With President Lee in Mexico
    Footnotes
    Theme

    “With President Lee in Mexico,” Ensign, Feb. 1974, 28–29, 75

    With President Lee in Mexico

    I must have taken over 2,000 pictures of President Lee in the last ten years; and whether he’s in the car, in his office, walking down the street—this man glows. He glows!

    I’ve been in his presence many times—many, many times—but the trip to the Mexico Area General Conference in 1972 has to be the highlight of my life. Those four meetings that Saturday—they were incredible.

    It was 9:30 that Saturday morning and more than 8,000 people were waiting in this huge hall for the President to come. When he finally came, they all rose to their feet together. He stopped and looked up at that vast crowd of people from all walks of life, rich and poor. He looked at some of the brethren, and then looked up, and it seemed as if the Spirit, right then and there, just descended. It made you feel tremendous inside.

    That night President Lee was scheduled to meet with four groups of people—the Aaronic priesthood youth, the girls of the same age, the Melchizedek priesthood, and the sisters.

    We went first to the Aaronic Priesthood brethren—about 500 boys, beautiful boys. When he walked in, those young men began to sing softly, “We Thank Thee, O God, for a Prophet.” I’ll never forget it if I live to be a hundred. He walked to the pulpit; the Spirit of the Lord was with him. It seemed as if the Lord and President Lee were hand in hand.

    When he started talking to them about being a boy in Clifton, Idaho, there wasn’t a noise in the congregation.

    In the hall where the young girls were waiting, there was a huge spotlight, blinding bright. President Lee talked to those girls like a father would to his daughter—off the cuff—a beautiful talk about chastity, morality, and the problems of the earth.
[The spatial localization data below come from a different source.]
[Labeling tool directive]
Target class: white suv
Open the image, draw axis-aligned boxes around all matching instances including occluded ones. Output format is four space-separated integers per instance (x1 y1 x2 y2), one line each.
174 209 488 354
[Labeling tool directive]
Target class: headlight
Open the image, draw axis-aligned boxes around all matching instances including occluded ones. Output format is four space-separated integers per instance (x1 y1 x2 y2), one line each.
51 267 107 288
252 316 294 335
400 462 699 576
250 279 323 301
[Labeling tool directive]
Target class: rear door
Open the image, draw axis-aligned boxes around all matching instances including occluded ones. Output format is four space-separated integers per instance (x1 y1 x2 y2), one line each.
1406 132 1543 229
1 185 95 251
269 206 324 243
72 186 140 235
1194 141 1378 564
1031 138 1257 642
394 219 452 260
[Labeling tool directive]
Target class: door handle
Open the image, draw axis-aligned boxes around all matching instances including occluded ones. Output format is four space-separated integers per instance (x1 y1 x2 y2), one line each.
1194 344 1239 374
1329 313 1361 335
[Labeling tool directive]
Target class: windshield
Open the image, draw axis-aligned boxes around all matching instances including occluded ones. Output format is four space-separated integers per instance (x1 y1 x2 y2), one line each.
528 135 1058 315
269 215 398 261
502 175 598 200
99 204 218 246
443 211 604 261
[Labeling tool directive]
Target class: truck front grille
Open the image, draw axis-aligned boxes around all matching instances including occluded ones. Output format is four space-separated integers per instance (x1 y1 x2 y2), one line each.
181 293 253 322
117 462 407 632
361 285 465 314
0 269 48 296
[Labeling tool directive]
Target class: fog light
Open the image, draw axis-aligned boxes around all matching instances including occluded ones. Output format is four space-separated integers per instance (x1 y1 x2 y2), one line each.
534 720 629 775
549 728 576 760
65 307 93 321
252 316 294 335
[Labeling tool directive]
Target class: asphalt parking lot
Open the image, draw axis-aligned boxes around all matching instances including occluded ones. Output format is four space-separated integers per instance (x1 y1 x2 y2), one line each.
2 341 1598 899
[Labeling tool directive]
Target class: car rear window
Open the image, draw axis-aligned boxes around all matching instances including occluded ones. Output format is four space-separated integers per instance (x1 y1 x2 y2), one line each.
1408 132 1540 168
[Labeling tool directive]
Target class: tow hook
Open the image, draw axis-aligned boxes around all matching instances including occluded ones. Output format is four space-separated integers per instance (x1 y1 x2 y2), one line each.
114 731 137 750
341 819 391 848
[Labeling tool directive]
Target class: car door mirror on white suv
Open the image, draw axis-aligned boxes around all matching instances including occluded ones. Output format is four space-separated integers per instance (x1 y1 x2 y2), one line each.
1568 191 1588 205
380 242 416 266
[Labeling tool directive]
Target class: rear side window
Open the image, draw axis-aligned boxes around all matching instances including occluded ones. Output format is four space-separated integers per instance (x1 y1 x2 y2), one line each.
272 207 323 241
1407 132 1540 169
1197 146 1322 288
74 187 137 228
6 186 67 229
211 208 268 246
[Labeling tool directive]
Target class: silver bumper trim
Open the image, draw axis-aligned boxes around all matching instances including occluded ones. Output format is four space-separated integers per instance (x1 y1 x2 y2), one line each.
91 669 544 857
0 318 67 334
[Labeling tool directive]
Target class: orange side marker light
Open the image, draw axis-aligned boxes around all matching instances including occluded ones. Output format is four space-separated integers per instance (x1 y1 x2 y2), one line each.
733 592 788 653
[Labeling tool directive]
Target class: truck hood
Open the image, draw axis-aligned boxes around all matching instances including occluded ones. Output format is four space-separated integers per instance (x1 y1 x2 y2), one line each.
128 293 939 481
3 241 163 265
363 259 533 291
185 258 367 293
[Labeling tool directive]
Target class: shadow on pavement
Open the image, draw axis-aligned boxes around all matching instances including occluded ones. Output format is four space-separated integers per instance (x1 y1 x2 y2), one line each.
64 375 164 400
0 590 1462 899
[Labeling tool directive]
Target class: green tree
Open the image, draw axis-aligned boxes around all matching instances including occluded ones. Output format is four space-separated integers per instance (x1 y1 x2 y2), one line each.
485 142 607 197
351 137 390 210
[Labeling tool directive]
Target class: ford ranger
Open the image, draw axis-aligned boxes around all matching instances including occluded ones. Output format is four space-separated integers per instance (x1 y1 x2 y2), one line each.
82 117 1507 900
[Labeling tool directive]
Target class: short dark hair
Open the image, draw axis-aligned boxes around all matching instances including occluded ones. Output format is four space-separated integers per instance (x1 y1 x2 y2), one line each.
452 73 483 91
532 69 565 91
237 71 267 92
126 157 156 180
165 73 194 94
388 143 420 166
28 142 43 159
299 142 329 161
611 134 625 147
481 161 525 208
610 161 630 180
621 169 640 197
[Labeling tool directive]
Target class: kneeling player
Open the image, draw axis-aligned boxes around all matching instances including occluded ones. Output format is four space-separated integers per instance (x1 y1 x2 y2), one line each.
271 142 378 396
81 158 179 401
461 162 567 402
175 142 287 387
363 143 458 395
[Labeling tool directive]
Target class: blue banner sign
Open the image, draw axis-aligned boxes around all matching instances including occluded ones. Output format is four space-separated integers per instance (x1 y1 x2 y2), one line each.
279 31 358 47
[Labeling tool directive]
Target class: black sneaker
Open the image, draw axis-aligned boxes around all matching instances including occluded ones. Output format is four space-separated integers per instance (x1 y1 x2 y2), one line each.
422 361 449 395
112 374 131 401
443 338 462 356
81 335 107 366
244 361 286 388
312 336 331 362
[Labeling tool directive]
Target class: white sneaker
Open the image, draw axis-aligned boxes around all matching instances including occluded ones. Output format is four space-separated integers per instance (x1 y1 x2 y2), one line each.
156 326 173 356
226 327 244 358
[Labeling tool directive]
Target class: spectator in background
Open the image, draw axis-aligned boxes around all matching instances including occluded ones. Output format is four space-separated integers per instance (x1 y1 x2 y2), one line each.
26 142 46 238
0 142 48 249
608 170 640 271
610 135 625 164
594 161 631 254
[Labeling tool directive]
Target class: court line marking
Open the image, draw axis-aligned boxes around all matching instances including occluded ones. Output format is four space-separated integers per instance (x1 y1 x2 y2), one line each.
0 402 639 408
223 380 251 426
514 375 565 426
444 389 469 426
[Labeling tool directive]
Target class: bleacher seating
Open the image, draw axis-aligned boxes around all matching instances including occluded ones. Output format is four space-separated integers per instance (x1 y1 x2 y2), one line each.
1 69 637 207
    At the conclusion of his talk he asked one of the brethren if there was an aisle up the middle. He couldn’t see, because of the light, but he wanted to walk out the middle. The spotlight followed him—this white-haired man in that white light.

    I watched him walk up the aisle. He’d reach out to touch a cheek, pat the top of a head, reassure with a touch on the shoulder. His hands were very important; he’d touch one, shake a hand. I thought of Christ coming into a town and blessing the people with his hands.

    When he reached the back of the hall, he turned and saw 2,000 young Mexican sisters standing in the balcony waving white handkerchiefs. “Come back, Presidente Lee, come back.”

    I cried more in Mexico than I have anywhere else in the world.

    When we got to the huge hall reserved for the married sisters, the President got to the pulpit and looked out over a large congregation of women with their babies, and he gave them a sermon I’ll never forget.

    He said:

    “Sisters, here is what I would like you to do tonight. Go home and put your children in their ‘jammies.’ Then I want you to bring your husband out into the living room, sit on the couch, and kiss each other, then I want you to tell each other how much you love each other. Then I want you to talk to each other.”

    How simply the prophet of the Lord spoke—as if to only one person!

    Then we went to the Melchizedek Priesthood brethren and this was super. When we got there, there were brethren sitting on tops of cars, in windowsills—every available space. Some were in suits, others in pantaloons and sandals, shirts that had seen hard living. Their eyes had seen hard living and their faces, but behind all them, uniting them, was the priesthood.

    After he told the brethren of their responsibilities, as only President Lee could do, he walked out through an aisle the brethren created for him. How they avoided crushing him, I don’t understand. They loved him so much, they wanted to touch him, and he responded by shaking hands, as many as he could.

    It took us 45 minutes to get to the car. President Lee was shaking hands all the way. He said, “I wish I could have shaken more hands.” He felt bad that these men had come so far and that he couldn’t shake all their hands. But those with whom he did shake hands will cherish it forever. They’ll be thinking, the prophet shook my hand, the prophet touched my cheek.

    I have seen President Lee time and time again, and I’ve never seen him leave a room without shaking hands with everyone in it. Never. He went to you. He didn’t make people come to him. He’d come over and take both hands—photographers, the TV men, kids—everybody, not just the dignitaries.

    I was in President Lee’s home not quite a year ago to take some pictures. We went into his study, a simple room, a room for working. On his desk were an open Bible and Book of Mormon.

    I asked him about the open books, he said, “I have to give a talk tomorrow, and I want to be correct in anything I say. This is the source from which I get my information.”

    I said, “President, you certainly have a nice room here.” He smiled, “This is the room where I’m on my knees most of the time.”